Penelope Lively's "Spiderweb" may not be the author's finest hour, but it is a lovely moment in a career that includes a Booker Prize, for "Moon Tiger," in 1987, and a host of other finely crafted novels. By comparison, "Spiderweb" may seem a bit insubstantial (it runs to a scant 218 pages), but in the event, it makes its brief quite handily. Lively's premise seems to be that there are two types of people in the world, those who crave human contact, and those who don't. Stella Brentwood, Lively's protagonist, is emphatically a member of the latter. Having retired at age 65 from a career in anthropology, Stella does the unthinkable and "settles down" in a small West England village, where her attempts at domesticity include adopting a "spaniel-type" dog, which she names Bracken, in a sort of afterthought, as well as inheriting the affections of her late best friend's husband, Richard. But when her dysfunctional neighbors' sons shoot Bracken, in a senseless act of brutality, and both Richard and her friend Judith, who is on the rebound from a Lesbian relationship, attempt to intrude on Stella's hermitage, she disentangles herself from the soap opera of West Country life, and her "character detached" cottage is once again for sale. In spare, economic prose, Lively brings her characters and the West Country to life. At one point in the novel, Stella muses that her career in anthropology reduces to a sort of intellectual parasitism. The novel reader is an intellectual parasite who should delight in this reflection on retirement, incipient old age, and the spiderweb of human relationships.

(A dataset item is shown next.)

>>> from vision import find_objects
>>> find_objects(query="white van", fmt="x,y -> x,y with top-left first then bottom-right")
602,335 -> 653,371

Good but a little unsatisfying

This is the story of Miss Stella Brentwood, a recently retired, successful anthropologist who suddenly realizes that she is old and lacks any strong connections after a life lived all over the world, and attempts to put down roots for the first time by buying a cottage in the English countryside, but has trouble shaking her habitual scientific detachment and continues to observe her own countrymen as if they were a kind of exotic tribe. (The "spiderweb" of the title refers to Stella's perception of the ties that bind people to one another, which she has always managed to avoid.) The book was funny, quite moving, and well written.In my view, the subplot of the violently troubled family down the lane repeatedly threatened to upstage the rather more tame, domestic, and meditative central narrative, though it did provide a welcome dose of suspense, and was very dramatic and disturbing in its own right--perhaps worthy of a book in itself. Ms. Lively has a wonderful eye for detail and is obviously in control of her prose style, and her cross-cutting of different timelines as Stella reviews her past was in the end very effective. I agree, however, with the reviewer below who felt that the ending was somewhat abrupt. I, too, kept flipping pages at the end, looking for the rest of the book. I was left feeling an almost painful lack of closure with Stella's character, which was disappointing because up until that point I felt I'd come to know her quite intimately. All in all a very good, but not a great, novel.

A Puzzling Novel That Doesn't Quite Gel

Penelope Lively so dazzled us with her Booker Prize winning novel "Moon Tiger," that the publication of a new novel is a real event. But this is the problem, then, with "Spiderweb." Ms. Lively has raised our expectations to such heights that it is difficult for even her to fulfill them. In "Spiderweb," Ms. Lively's obsessions are again on display. The protagonist, a 65-year-old just-retired social anthropologist, moves into a cottage in the country and mulls over her exotic past even while studying her new surroundings with an anthropological eye. As in "Heat Wave," there are visits to stately homes, and as before, British archaeology makes a cameo appearance. But somehow, all of these elements do not add up, juxtaposed as they are against the story of the unrelentingly revolting and dangerous neighbors down the lane. Lively fans will want to read this novel; new readers would do better to start with "Moon Tiger" or her memoir, "Oleander Jacaranda."